住まいが関東でないことを伝えて謝ると、彼女は1ヶ月後に関西へ行く用事があるからそのついでに会えないかと提案してくれた。
その集合場所が名古屋駅だった。

味噌煮込みうどんを食べるときに、彼女はかぶっていた深めのバケットハットを取った。彼女は坊主だった。
彼女は静かに言葉を紡いだ。先々月にタイに旅行に行ったこと。ウィッグをつけずに歩いたけれど誰も彼女のことを気にしていなかったこと。自分が思うよりも他人は自分に興味がないこと。なにか思われたとして、見ず知らずの他人にどう思われてもどうでもいいこと。それからウィッグをかぶるのをやめたこと。
強くて、繊細で、彼女は綺麗だった。その髪型も、不本意ではあるだろうけれど、彼女にとても似合っていた。そして、彼女が言うように、じろじろと見る人は誰もいなかった。
彼女のように生きたいと思った。


実際にがんになった人と話すことでしか、得られないものがある。
脱毛の辛さも、抗がん剤の苦しみも、再発の不安も、がんになった悲しみも、生きる喜びも。
これからどうなるのか、どうしたいのか、どうすべきなのか。
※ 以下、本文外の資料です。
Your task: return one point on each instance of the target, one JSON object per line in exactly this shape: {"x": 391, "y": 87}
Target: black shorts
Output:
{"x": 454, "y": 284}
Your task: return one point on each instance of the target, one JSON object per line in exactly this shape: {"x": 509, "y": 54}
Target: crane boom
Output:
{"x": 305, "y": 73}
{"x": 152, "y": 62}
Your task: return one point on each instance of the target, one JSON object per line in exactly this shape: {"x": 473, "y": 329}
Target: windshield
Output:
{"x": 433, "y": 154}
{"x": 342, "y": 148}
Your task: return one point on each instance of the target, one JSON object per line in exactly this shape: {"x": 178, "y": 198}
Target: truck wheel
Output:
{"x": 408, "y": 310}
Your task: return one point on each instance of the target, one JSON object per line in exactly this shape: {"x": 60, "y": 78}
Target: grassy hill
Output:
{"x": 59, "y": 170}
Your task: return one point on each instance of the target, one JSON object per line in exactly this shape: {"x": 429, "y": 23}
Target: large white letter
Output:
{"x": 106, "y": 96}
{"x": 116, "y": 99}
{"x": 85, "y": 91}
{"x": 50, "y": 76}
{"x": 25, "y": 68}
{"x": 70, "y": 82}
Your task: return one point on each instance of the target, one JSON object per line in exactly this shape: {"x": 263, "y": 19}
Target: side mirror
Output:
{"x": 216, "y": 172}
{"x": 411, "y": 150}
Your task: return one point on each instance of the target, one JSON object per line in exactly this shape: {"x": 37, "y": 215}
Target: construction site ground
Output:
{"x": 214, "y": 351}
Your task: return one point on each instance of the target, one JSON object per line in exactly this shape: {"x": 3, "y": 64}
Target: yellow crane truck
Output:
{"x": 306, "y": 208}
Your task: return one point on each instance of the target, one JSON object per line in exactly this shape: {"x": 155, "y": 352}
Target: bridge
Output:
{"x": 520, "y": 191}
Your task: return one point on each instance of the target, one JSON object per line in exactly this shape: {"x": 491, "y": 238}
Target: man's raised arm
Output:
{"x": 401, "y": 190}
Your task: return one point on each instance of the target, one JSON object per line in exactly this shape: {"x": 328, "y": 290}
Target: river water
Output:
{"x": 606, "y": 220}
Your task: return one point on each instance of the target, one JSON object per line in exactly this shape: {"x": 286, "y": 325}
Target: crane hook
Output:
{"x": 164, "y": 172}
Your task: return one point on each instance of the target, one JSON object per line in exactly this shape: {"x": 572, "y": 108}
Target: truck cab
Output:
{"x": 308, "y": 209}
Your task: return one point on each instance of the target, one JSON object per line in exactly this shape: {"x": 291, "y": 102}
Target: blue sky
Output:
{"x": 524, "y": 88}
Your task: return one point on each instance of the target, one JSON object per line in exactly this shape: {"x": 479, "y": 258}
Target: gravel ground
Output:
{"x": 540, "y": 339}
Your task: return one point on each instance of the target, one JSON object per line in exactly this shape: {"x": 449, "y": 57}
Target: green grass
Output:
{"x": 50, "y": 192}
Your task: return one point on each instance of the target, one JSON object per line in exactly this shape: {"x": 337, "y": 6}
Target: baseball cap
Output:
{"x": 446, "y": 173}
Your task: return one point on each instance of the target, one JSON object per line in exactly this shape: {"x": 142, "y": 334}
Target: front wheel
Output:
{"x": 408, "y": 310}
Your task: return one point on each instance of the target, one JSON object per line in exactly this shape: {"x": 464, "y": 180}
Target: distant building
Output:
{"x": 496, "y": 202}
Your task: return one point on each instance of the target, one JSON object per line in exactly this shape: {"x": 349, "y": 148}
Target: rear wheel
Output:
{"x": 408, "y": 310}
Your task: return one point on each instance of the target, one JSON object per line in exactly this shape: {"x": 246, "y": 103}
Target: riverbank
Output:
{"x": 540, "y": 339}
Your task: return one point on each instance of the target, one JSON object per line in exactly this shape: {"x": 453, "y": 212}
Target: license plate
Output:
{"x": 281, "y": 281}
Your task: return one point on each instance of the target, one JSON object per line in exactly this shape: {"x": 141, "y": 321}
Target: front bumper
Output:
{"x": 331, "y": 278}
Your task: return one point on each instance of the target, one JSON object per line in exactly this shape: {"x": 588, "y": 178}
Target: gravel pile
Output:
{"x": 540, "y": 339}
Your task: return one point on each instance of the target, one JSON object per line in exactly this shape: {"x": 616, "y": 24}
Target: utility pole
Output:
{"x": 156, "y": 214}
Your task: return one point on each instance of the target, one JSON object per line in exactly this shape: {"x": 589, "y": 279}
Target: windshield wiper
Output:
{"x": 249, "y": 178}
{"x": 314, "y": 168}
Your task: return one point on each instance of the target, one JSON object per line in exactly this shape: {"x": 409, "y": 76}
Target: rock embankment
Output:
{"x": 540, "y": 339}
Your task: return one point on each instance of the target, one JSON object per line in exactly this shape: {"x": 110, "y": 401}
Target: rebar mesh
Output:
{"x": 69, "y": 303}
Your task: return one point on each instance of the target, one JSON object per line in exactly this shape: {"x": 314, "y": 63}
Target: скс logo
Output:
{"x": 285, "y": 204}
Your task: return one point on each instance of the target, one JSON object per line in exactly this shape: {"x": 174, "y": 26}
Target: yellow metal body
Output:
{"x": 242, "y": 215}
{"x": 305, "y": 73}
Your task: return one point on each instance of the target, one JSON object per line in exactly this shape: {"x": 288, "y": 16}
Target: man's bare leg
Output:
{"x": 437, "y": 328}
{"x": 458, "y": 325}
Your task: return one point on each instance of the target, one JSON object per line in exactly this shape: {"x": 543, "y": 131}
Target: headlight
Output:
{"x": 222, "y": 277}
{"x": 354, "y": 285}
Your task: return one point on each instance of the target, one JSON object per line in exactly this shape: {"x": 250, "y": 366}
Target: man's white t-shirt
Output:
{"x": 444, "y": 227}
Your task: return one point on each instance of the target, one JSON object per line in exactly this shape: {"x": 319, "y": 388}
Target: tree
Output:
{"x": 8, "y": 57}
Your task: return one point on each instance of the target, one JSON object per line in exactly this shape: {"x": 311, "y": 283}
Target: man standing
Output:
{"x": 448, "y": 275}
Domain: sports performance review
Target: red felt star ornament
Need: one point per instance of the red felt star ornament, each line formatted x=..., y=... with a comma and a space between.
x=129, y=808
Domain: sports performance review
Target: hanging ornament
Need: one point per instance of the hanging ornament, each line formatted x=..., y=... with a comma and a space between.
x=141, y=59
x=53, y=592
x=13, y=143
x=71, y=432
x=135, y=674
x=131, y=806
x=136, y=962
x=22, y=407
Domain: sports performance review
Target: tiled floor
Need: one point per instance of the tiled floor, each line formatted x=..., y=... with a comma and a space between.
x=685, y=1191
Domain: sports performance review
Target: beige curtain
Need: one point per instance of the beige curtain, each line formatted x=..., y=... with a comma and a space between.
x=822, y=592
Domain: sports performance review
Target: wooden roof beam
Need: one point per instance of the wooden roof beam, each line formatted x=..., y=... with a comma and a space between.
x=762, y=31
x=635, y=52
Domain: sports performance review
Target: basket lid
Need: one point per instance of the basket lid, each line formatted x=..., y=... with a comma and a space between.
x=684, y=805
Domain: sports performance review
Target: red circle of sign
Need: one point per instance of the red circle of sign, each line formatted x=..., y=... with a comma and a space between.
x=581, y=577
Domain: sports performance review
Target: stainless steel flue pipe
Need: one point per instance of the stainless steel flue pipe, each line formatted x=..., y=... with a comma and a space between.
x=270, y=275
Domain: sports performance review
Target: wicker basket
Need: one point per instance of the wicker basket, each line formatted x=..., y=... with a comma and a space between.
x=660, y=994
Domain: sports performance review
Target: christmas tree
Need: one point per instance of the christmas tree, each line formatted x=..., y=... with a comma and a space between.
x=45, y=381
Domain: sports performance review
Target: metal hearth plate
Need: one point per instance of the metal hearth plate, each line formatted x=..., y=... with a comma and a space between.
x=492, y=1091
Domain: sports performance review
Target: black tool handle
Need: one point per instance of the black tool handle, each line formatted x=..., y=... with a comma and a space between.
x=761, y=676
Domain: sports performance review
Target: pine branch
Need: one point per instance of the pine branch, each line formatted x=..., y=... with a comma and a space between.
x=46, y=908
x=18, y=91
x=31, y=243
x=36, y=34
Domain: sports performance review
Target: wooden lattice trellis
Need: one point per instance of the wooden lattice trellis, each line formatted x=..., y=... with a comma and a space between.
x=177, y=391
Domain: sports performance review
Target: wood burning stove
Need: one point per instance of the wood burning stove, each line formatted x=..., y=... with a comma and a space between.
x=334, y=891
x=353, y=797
一体いつまで自分は生きていられるのか。

「怖くて、次の受診日までの予定しかいれられない」
彼女がそう話すように、私たちは2ヶ月ごとにライフチケットをもらっているようなものだ。私も次の受診日以降に予定をいれるときは、「再発したら行けなくなるな」という思いが常に頭をよぎる。
ずっと癌が付き纏うこの感覚は、突然未来を奪われた私たちにしかわからない。


私と彼女のこれからが、できるだけ長く続くことを願う。
今はとてつもなく遠い未来のように思える5年後の自分と彼女が、毎日を脅かされることなく、笑って過ごしているといいなと思う。